Makun could not believe his eyes, he could not believe this was the same person who had outsmarted people he had never met in just two days.
"No thank you." Makun refused.
He did not like owing favours, when you owed people favours, they might just use it as a means to guilt trip you into going against your principles to help them.
He had learned it the hard way.
He looked on as Orel grabbed a packet of biscuits from the vending machine, some Parle-G, an old Indian brand which had gotten back into success lately.
Then Orel quietly resumed his walk.
What is bothering him? Makun thought, ever since they had left Naija City, Orel’s usual self had disappeared, is it a case he is on? He asked himself only to shake his head.
It was not something he could figure out, and he was not going to ask. Who knew, Orel might just start cussing him out because of that question.
They walked down hallways lined with reinforced steel panels, till they reached a corridor they had passed earlier.
It was the office corridor, the one with names etched on frosted glass doors.
He wondered what kind of names were etched on here, who had the right to such an office and who did not. He knew he was not eligible for one, not yet.
"Hey Orel, you are back."
Makun heard a beautiful voice call for Orel from one of the conference rooms.

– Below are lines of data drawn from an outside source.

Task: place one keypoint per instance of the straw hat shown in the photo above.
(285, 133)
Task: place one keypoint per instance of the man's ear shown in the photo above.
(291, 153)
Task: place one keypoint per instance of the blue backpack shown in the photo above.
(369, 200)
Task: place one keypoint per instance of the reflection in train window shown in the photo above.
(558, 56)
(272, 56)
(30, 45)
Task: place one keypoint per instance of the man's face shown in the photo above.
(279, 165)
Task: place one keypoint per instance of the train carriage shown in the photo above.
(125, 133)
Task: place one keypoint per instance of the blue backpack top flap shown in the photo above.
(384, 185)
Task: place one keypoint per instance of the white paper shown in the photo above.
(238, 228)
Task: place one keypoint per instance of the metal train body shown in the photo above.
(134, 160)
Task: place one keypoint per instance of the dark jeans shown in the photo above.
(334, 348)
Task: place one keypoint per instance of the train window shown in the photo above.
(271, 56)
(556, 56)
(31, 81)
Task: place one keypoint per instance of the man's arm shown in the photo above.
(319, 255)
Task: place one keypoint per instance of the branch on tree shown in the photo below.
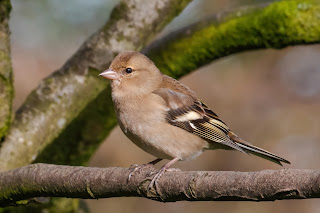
(60, 98)
(46, 180)
(6, 82)
(278, 25)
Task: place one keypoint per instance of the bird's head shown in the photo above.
(132, 73)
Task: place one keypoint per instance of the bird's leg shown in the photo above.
(161, 172)
(134, 168)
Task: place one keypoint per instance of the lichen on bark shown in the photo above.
(276, 26)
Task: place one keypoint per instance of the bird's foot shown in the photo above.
(137, 168)
(155, 179)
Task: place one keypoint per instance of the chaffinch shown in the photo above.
(164, 117)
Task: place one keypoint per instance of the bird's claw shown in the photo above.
(136, 168)
(155, 179)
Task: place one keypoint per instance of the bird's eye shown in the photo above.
(129, 70)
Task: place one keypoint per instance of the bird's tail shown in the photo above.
(256, 150)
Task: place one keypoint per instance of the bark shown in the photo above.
(277, 25)
(6, 81)
(46, 180)
(61, 97)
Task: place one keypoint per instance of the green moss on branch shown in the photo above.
(277, 26)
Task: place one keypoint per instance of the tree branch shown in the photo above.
(47, 180)
(6, 81)
(278, 25)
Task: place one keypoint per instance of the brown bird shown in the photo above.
(165, 118)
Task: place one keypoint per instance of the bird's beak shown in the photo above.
(110, 74)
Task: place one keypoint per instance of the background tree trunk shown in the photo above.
(6, 82)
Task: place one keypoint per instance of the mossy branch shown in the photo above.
(278, 25)
(6, 81)
(61, 97)
(46, 180)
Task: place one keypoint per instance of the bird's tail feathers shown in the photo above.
(251, 149)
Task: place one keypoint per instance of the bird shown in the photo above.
(165, 118)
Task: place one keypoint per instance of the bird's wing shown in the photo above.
(189, 113)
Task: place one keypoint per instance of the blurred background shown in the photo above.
(268, 97)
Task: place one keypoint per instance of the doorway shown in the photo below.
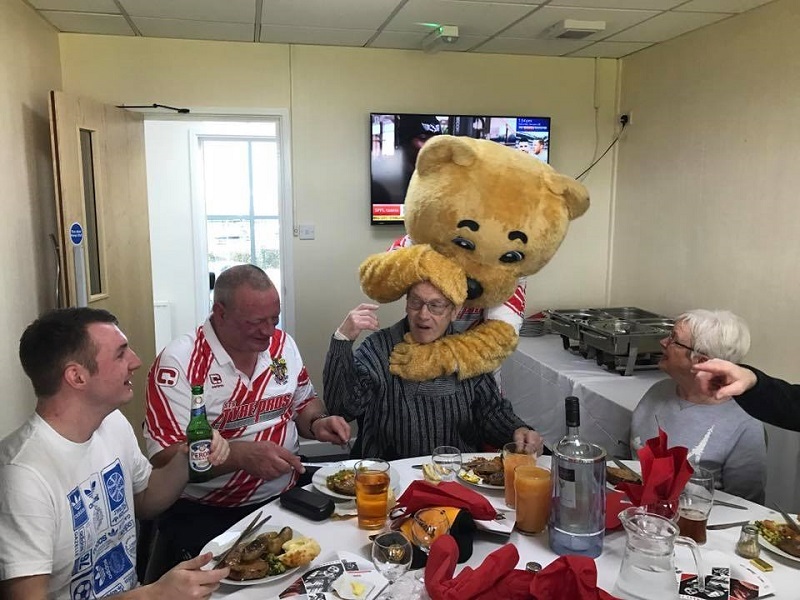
(219, 195)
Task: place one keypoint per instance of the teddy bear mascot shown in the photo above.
(480, 217)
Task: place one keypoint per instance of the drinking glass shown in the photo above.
(372, 492)
(446, 461)
(695, 503)
(515, 455)
(391, 554)
(532, 485)
(427, 525)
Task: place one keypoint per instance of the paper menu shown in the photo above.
(317, 583)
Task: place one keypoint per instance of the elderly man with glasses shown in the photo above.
(720, 436)
(399, 418)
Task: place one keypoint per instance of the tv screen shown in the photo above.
(397, 138)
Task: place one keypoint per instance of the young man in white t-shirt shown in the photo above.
(72, 477)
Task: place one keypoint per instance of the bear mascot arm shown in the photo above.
(482, 216)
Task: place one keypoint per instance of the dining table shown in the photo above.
(344, 534)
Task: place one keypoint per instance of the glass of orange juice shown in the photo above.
(372, 492)
(515, 455)
(532, 491)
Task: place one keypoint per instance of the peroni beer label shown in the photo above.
(199, 452)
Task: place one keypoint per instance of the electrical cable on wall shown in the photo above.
(624, 122)
(182, 111)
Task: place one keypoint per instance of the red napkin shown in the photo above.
(665, 472)
(567, 578)
(616, 502)
(421, 494)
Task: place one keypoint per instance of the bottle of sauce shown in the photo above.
(578, 499)
(198, 438)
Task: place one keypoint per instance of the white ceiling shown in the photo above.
(487, 26)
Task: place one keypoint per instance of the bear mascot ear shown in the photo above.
(480, 217)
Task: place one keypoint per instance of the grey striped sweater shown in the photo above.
(400, 418)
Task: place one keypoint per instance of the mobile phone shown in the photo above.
(310, 505)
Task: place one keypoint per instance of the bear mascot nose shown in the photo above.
(474, 289)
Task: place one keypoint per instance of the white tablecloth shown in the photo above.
(540, 374)
(345, 535)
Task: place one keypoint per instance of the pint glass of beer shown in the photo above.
(372, 490)
(696, 501)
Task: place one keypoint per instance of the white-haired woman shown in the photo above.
(720, 436)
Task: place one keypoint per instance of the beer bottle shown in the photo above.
(198, 437)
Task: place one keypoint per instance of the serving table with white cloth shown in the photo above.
(345, 535)
(541, 373)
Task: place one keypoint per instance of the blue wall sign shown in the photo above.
(76, 233)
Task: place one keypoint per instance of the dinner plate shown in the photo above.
(226, 539)
(320, 479)
(774, 549)
(465, 458)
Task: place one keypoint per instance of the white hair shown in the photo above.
(717, 333)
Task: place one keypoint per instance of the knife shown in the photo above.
(627, 469)
(729, 504)
(726, 525)
(789, 520)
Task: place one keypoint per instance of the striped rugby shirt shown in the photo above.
(241, 409)
(511, 311)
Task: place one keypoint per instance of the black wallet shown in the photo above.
(310, 505)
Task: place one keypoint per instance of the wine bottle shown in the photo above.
(578, 502)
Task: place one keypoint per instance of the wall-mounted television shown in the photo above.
(397, 138)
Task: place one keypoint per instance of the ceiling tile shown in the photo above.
(315, 36)
(610, 49)
(341, 14)
(509, 45)
(628, 4)
(667, 26)
(615, 20)
(227, 11)
(88, 23)
(194, 30)
(104, 6)
(733, 6)
(482, 18)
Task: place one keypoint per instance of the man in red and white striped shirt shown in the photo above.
(258, 396)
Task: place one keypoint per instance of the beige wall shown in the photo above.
(29, 69)
(329, 93)
(707, 211)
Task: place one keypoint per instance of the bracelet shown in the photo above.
(321, 415)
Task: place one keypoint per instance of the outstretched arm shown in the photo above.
(766, 398)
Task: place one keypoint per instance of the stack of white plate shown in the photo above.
(533, 327)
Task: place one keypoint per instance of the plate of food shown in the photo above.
(483, 471)
(779, 538)
(267, 557)
(339, 480)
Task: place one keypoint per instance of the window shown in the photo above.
(242, 192)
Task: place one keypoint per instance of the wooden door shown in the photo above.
(99, 160)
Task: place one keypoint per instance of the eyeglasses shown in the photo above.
(671, 340)
(435, 307)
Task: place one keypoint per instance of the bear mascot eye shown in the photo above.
(464, 243)
(512, 256)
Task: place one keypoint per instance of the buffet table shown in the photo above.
(345, 535)
(541, 373)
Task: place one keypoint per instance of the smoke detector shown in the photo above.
(573, 29)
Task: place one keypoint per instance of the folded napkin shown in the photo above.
(665, 472)
(566, 578)
(421, 494)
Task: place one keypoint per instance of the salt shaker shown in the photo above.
(747, 546)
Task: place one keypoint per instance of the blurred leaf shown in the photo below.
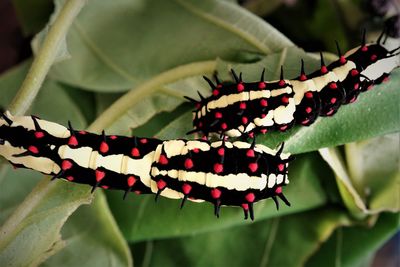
(150, 220)
(110, 60)
(284, 241)
(351, 246)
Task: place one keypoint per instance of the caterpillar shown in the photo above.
(245, 108)
(222, 173)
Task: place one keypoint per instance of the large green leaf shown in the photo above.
(150, 220)
(117, 45)
(283, 241)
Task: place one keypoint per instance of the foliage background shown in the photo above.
(148, 55)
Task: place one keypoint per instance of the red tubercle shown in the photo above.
(135, 152)
(161, 184)
(188, 163)
(324, 69)
(33, 149)
(72, 141)
(240, 87)
(99, 175)
(163, 160)
(39, 135)
(131, 181)
(215, 193)
(186, 188)
(218, 168)
(263, 102)
(253, 166)
(66, 165)
(104, 147)
(250, 197)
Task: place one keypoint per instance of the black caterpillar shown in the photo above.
(222, 172)
(243, 109)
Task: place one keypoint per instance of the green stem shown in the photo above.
(123, 104)
(45, 57)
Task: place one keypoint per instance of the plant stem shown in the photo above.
(123, 104)
(45, 57)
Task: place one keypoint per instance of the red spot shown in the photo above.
(33, 149)
(135, 152)
(309, 95)
(66, 165)
(161, 184)
(303, 77)
(250, 153)
(215, 193)
(163, 160)
(103, 147)
(189, 164)
(99, 175)
(281, 167)
(131, 181)
(250, 197)
(218, 168)
(39, 134)
(72, 141)
(354, 72)
(263, 102)
(186, 188)
(253, 166)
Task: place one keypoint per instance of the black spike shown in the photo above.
(209, 82)
(7, 119)
(235, 76)
(276, 202)
(262, 75)
(284, 199)
(184, 200)
(58, 175)
(251, 211)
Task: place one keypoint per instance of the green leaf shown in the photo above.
(153, 37)
(351, 246)
(284, 241)
(150, 220)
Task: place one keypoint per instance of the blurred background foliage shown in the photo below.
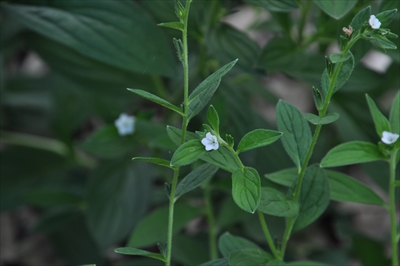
(65, 67)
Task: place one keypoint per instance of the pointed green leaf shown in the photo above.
(139, 252)
(334, 8)
(346, 188)
(345, 72)
(253, 257)
(172, 25)
(157, 161)
(284, 177)
(175, 134)
(188, 153)
(274, 202)
(246, 188)
(380, 121)
(228, 243)
(195, 178)
(258, 138)
(153, 228)
(343, 187)
(314, 196)
(327, 119)
(213, 118)
(395, 115)
(222, 158)
(218, 262)
(352, 153)
(200, 97)
(325, 82)
(306, 263)
(383, 43)
(336, 58)
(276, 263)
(273, 5)
(156, 99)
(296, 137)
(360, 19)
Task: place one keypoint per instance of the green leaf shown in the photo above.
(195, 179)
(386, 17)
(296, 137)
(199, 98)
(343, 187)
(213, 118)
(172, 25)
(117, 197)
(336, 9)
(383, 43)
(156, 99)
(352, 153)
(273, 5)
(276, 263)
(314, 196)
(380, 121)
(284, 177)
(114, 29)
(336, 58)
(345, 72)
(346, 188)
(254, 257)
(228, 243)
(258, 138)
(188, 153)
(394, 117)
(139, 252)
(360, 19)
(153, 228)
(306, 263)
(246, 188)
(327, 119)
(218, 262)
(274, 202)
(157, 161)
(175, 134)
(222, 158)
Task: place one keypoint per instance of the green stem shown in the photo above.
(392, 197)
(184, 128)
(303, 19)
(171, 215)
(211, 225)
(268, 235)
(291, 221)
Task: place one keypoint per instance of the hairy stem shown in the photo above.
(392, 197)
(268, 235)
(184, 129)
(212, 238)
(291, 221)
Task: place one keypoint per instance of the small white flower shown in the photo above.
(210, 142)
(389, 138)
(374, 22)
(125, 124)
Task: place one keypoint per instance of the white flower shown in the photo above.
(374, 22)
(389, 138)
(125, 124)
(210, 142)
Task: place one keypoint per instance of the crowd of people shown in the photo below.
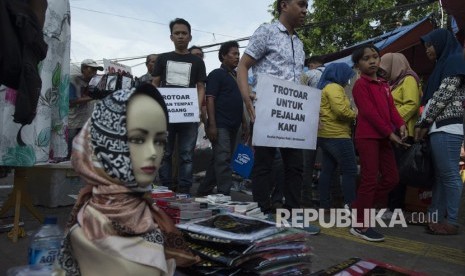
(115, 226)
(386, 108)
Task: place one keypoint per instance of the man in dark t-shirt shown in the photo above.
(225, 114)
(180, 69)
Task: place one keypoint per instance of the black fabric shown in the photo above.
(10, 52)
(416, 165)
(23, 49)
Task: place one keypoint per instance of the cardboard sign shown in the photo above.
(287, 114)
(182, 104)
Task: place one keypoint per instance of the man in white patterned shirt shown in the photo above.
(276, 50)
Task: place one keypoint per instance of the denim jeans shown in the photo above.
(187, 137)
(219, 171)
(447, 189)
(262, 176)
(337, 152)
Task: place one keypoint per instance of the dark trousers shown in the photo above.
(219, 171)
(262, 176)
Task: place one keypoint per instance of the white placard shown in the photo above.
(286, 114)
(115, 67)
(182, 104)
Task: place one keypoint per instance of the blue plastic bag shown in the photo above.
(242, 161)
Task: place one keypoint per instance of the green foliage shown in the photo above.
(332, 25)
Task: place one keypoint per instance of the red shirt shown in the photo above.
(377, 116)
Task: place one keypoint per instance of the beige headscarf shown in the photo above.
(396, 67)
(107, 209)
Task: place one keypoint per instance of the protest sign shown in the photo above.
(182, 104)
(115, 67)
(287, 114)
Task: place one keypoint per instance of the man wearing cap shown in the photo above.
(80, 104)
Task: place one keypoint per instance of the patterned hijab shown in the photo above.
(449, 62)
(397, 68)
(338, 72)
(108, 134)
(111, 204)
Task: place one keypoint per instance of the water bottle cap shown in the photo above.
(50, 220)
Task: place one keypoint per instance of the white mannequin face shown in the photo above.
(146, 124)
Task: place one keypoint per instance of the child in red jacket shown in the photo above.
(377, 123)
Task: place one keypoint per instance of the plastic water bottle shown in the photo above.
(45, 243)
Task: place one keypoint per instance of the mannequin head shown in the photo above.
(146, 124)
(121, 127)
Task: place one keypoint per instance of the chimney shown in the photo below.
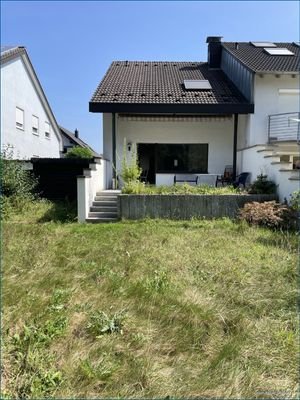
(214, 51)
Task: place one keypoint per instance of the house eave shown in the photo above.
(216, 109)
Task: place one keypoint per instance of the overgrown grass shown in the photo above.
(148, 309)
(136, 187)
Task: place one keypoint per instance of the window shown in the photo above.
(47, 130)
(35, 125)
(197, 84)
(19, 118)
(279, 52)
(188, 158)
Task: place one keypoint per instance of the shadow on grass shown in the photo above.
(60, 211)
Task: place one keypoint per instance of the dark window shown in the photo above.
(190, 158)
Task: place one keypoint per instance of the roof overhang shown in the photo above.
(241, 108)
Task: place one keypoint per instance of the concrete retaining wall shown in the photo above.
(184, 206)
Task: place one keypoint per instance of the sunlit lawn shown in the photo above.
(148, 309)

He lifted his head to see a curvy middle-aged Hispanic woman walk towards them, when he looked at Orel, his face twitched.
He can get annoyed too?
"Hey, how was the trip to Naija City? Had fun? I heard a lot of stuff." She chattered.
From her first words, he could tell why Orel was annoyed, she was a chatterbox, he probably did not like that.
Makun did not want to take part in this, he excused himself to the side, looking around at the offices.
They were really modern, he wondered if all of them had some AI booths, a very popular product that had appeared two years ago. The efficiency with those had skyrocketed, though he had never used one, he had seen it online.
He watched as Orel’s face twitched more and more to the point he excused himself from the lady.
"Makun, come here." Orel said.
Makun knew this was Orel using him as an escape route, but he had no choice. He followed and reached in front of a frosted glass door.
Operations Architect - Orel
He watched as Orel pushed the door open and followed him in.
The office was smaller than Makun expected, but every inch of it was used.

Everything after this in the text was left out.